I have a long and skinny backyard that is half tile and half weeds and dirt. There is a spot right off of the tile that the dirt dips down and creates a shallow hole that fills up with water whenever we water the nearby planter. This dip is right smack in the middle of my yard and cuts off half of the usable space.
I am going to be having company over very soon and I need a way for people to be able to walk over the muddy spot without putting their feet in mud. I am thinking about just laying a piece of plywood down but I was wondering if anyone had any better suggestions? I'm all ears!
Post a picture.
Most often just raising the grade will work.
I'm not sure why the photo is showing sideways in my post but I hope that helps.
My concern about plywood would be that it (or any other porous material) would become saturated or at least in contact at certain points with the water, which appears to be substantial.
I suppose that would depend, however, on how much of the plywood would be just above the water or actually in it. In the photo, it looks as though the water is at ground level on both sides. Perhaps if you use a large piece of plywood which extends beyond the puddle it might be more stable. Anything you put over it should extend well beyond the puddle edges anyway.
I'm also wondering why the water is puddling in this particular area, which does seem to be lower and more vulnerable that the surrounding ground. Has it always puddled, or just since you've had a planter nearby?
You're right about being concerned that the plywood could become saturated, I'm worried about that too.
There are two reasons the water puddles there. One is that we made the mistake of trying to dig out the crabgrass and realized that it was a much bigger job then we could handle. As you can see in the photo, we didn't accomplish much more than making an even bigger mess than before. And second is because the planter is designed to drain out to the grass area if it is over watered. When we or our neighbor whose planter backs up to ours, over waters it drains out to the grass area and then puddles and takes forever to evaporate.
I understand undertaking a job before realizing it's too big a job to handle - "been there, done that!"
There's not much that can be done about your neighbor's planter unless he/she moves it, but maybe putting some sand down on the puddle might help absorb some of the water when the planters drain. I suppose a length of hose could be inserted at the drain hole of the planter so that the water could be diverted - that might at least take away from of the water.
I had thought about putting sand in the hole as well but I was worried that it would just turn into an even bigger muddy mess. Is there a way to keep that from happen?
What about using pebbles?
(Thank you so much for your input by the way)
I think what I would do is add some sand to just one spot and see how much is necessary to soak up some of the water. Peat moss will also absorb water; I used to add it to my soil mix when transplanting or planting ornamentals. If you have dried grass clippings or compost you could add that as well.
The reason I suggested sand is because it's what was added by the developer to my property, which I'm told used to be a swamp. When I dug down perhaps a foot in some areas, I reached damp sand and the fragrance one smells on approaching a public beach - that indescribable fragrance of water. In fact, I felt like I was at a public beach!
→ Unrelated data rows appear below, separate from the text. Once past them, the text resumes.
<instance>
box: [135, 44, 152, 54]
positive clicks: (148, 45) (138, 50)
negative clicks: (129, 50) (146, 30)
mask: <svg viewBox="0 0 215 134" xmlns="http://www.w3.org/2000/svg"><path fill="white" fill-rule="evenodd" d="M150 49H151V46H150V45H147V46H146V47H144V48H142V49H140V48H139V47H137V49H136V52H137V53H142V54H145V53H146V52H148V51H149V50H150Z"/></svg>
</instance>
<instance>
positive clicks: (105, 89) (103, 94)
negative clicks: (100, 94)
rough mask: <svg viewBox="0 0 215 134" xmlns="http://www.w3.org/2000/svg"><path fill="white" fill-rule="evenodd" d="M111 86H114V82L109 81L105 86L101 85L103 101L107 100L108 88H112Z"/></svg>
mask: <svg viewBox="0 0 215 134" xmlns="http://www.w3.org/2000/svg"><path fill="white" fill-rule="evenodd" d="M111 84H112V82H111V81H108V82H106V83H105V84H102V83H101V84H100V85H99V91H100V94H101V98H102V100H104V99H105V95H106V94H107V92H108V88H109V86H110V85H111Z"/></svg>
Pebbles might act as a stabilizer at the base of the hole, but I don't think they would do much more than that. I wouldn't feel comfortable walking on them. And when you do have a chance to stabilize the area, there will be all those pebbles there, although I don't think they would cause any harm to anything you might want to plant. In fact, I used to add small rocks and pebbles to the base of my container plants.
If you have any clay pots, the reddish kind that gardeners used before plastic became the norm, you could break them up and add them. They're absorbent and more porous than pebbles.
I'm wondering if for the occasion when you have company you could create a temporary alternate path around that area, just placing some patio stones or steppers outside the area enough that they don't sink but are on stable ground. Alternately, you could take advantage of the little bog and plant some bog plants.
And, you're quite welcome for the advice, for what it's worth. The only time I've dealt with ponding water was at another house with steep front and back yard slopes, and there was so much instability in the back yard ditch that I just stayed away from it. It wasn't safe, as I learned after sinking into the mud about 1 1/2 inches.
These are all really great ideas! I will definitely be adding sand to the hole and one of the absorbent materials that you suggested. Haven't decided which one yet.
I'm not sure there is enough room to put a stepping stone path around the muddy mess but maybe after I add the sand the edges will be strong enough to hold stepping stones.
Thank you GardenSprite!
hope those are stepping stones to the left. if they are access covers for a septic system, you have more problems than you know about.
since you mentioned stepping stones in the last post ahead of this... I would not mess around with temporary fixes. do it once for the same labor.
if you're not going to fix the whole weedy yard, why not just dig a deep ol' pit and drain the water for good? it's called a French drain, and it's a deep pit full of stone that allows fast drainage and a dry top. the top surface should be level to the block patio and pervious to water, so a layer of gravel would be good, perhaps drop two more stepping stones to go around it.
sig: if this is a new economy, how come they still want my old-fashioned money?